CSV: Reading a fixed sized field into an array of char

osrust · February 8, 2021, 9:52am

I am trying to deserialize a large CSV using csv crate file into an struct like:

#[derive(Debug, Deserialize)]
struct Record {
    record_id: u32,
    period: [char; 6],
}

(Note: There are many more fields and this is a contrived example.)

The purpose of using a [char;6] instead of String is reduction in memory used by the parsed structure. But I am getting an error like:

DeserializeError { 
    field: Some(43), 
    kind: Message("expected single character but got 6 characters in \'A1B2C3\'")
}

How can I fix this?
Is there really a memory benefit in using [char; 6] v/s String (since the code does not compile, I cannot benchmark this myself.)

alice · February 8, 2021, 10:04am

Consider using a crate like smallstr with the serde feature enabled.

osrust · February 16, 2021, 11:11am

I was hoping to save big on memory but the crate (or some other hacks I tried) did not make a meaningful difference at the end of the day.

Thanks for the pointer anyways.

drmason13 · February 16, 2021, 12:21pm

That's... Great news! It might not feel like it to you though.

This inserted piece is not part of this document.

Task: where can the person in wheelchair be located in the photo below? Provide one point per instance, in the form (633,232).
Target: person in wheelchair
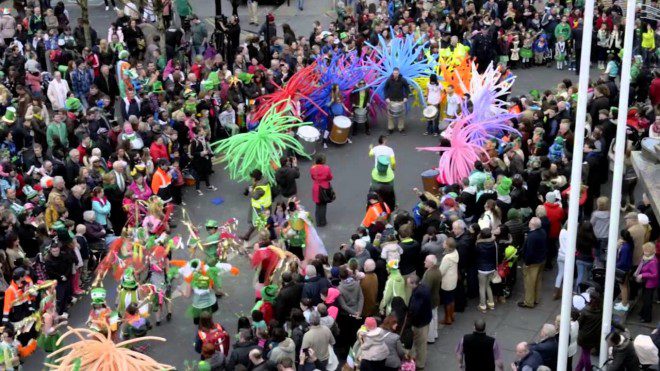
(135,325)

Thanks for reporting back! I am glad to not need to be paranoid about the size of my Strings

EdmundsEcho · February 19, 2021, 1:57am

Just out of curiosity, what is the “final” destination for the data you’re reading-in from csv?

I ask because just maybe you don’t ever have to “take ownership” of the data in your struct before copying it to the final storage facility. Whatever processing in between might only require a lifetime that matches your read access to the data.

osrust · February 19, 2021, 5:06am

Here is the bird's eye view of the flow:

Read from a CSV file A.csv
Some basic processing for each row in A (either some arithmetic over numeric columns or concatenation of string columns)
Write the processed data to B.csv

BurntSushi · February 19, 2021, 7:18am

I think the point here is whether you can do your transformation in a row by row fashion. That is, do you really need to read everything from A before writing anything to B? If not, then you can just read from A and write to B row by row. In that case, you can deserialize into a &str.

EdmundsEcho · February 19, 2021, 12:54pm

Exactly what I said :))

osrust · February 22, 2021, 12:19pm

Thanks! With your tip and a combination of mmap + rayon. I am able to bring the down not just memory usage but also the processing time from ~135s to ~33s for parsing the CSV.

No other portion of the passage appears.